BIS II - Data Warehouses Flashcards
Data warehouse – Definition
- Collection of databases
- Pool of data to support decision making
- Repository of current and historical data
- “Single version of truth”
Data Warehouse – Characteristics
- Subject oriented
- Integrated
- Time-variant (time series)
- Nonvolatile
- Metadata
- Web based, client/server
- Relational/multi-dimensional
- Real-time
Major Components of Data Warehousing Process
- Data sources: data are sourced from multiple independent operational “legacy” systems
- Data extraction and transformation: data are extracted and properly transformed using custom-written or commercial software called ETL
- Data loading: data are loaded into staging area, where they are transformed and cleansed; the data is then ready to load into the DW or data marts
- Comprehensive database: essentially the enterprise data warehouse to support all decision analysis; provides summarized and detailed information from multiple sources
- Metadata: are maintained so that they can be easily accessed by IT personnel and end users; incl. software programs about data and rules for summaries, that are easy to index and search
- Middleware tools: enable access to the data warehouse; power users may write their own scripts (e.g. SQL); Many front-end applications allow interaction with data stored in the DW
- Applications (Visualization), e.g. with OLAP,
Data Integration and the ETL Process: Data Integration (Second Step in Data Warehousing Process)
ETL = Extract Transform Load
- A decision maker needs access to multiple sources of data that must be integrated
- Data Integration comprises three major processes:
o Data access
o Data federation
o Change capture
Types of Data Warehouses
Data mart
- Departmental small-scale “DW” that stores only limited/relevant data
- Two types:
o Dependent data mart: subset that is created directly from a data warehouse
o Independent data mart: small data warehouse designed for strategic business unit or a department
Operational data Stores (ODS)
- Type of database used as an interim area for a data warehouse
- Similar to short-term memory (DW is a “long-term memory”)
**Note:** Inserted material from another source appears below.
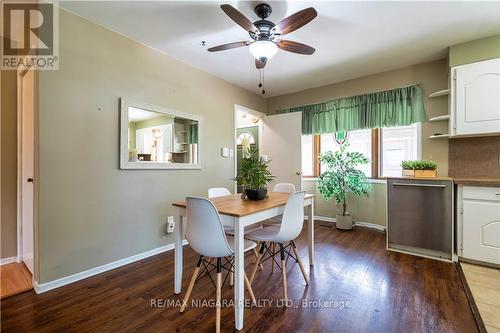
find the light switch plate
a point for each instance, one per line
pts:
(224, 151)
Enterprise Data Warehouse (EDW)
- A data warehouse for the enterprise
Metadata
- Data about data
- In a data warehouse, metadata describe the contents of a data warehouse and the manner of its acquisition and use
Analysis of data in data warehouse
OLTP (Online Transaction Processing)
• Capturing and storing data from ERP, CRM, POS
• The main focus is on efficiency of routine tasks
OLAP (Online Analytical Processing)
• Converting Data into information for decision support
• Data cubes, drill-down/rollup, slice & dice, …
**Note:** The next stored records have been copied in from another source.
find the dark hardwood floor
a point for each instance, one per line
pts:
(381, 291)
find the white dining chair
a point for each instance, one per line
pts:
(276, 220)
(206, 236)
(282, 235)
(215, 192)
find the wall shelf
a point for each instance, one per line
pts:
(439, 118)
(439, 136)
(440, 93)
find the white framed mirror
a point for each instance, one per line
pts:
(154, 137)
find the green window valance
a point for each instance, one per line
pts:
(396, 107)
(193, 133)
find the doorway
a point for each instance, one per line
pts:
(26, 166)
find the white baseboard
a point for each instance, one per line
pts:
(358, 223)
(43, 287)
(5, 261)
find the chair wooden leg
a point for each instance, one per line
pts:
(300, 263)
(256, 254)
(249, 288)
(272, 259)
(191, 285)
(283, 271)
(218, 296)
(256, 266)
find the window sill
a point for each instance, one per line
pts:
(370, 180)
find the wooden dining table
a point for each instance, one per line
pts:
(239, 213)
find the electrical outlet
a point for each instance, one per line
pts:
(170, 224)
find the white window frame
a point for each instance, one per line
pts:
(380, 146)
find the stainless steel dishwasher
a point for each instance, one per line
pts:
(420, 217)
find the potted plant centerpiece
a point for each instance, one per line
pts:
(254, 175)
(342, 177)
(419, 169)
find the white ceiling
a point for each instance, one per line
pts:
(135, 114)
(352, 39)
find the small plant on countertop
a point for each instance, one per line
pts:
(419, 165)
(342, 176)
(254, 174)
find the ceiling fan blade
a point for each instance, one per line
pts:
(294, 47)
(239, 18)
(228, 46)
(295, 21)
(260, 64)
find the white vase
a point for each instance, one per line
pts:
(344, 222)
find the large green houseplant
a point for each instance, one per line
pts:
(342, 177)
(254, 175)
• Requesting ad hoc reports
• Conducting statistical and other analyses
• Developing multimedia-based applications
(!) Analysis of data in data warehouse - OLAP vs. OTLP
OLTP:
Purpose: to carry out day-to-day business functions
Data Source: transaction database, normalized data repository, primarily focused on efficiency and consistency
Reporting: routine, periodic, narrowly focused reports
Resource Requirements: ordinary relational database
Execution Speed: fast; recording of business transactions and routine reports
OLAP:
Purpose: to support decision making, to provide answers for business and management queries
Data Source: data warehouse/data mart; a non-normalized data repository, primarily focused on accuracy and completeness
Reporting: ad hoc, multidimensional, broadly focused reports and queries
Resource Requirements: multiprocessor, large-capacity, specialized databases
Execution Speed: slow, resource intensive, complex, large-scale queries
OLAP Operations: Slice
- • Definition: a subset of data corresponding to a single value set for one or more dimensions not in the subset
OLAP Operations: Dice
- Definition: a slice on more than two dimensions
* (e.g. putting filters on two columns in an excel or “SELECT * FROM xxx WHERE xxx AND xxx” in SQL
Other OLAP Operations
Drill Down/Up: Navigating among levels of data ranging from the most summarized (up) to the most detailed (down)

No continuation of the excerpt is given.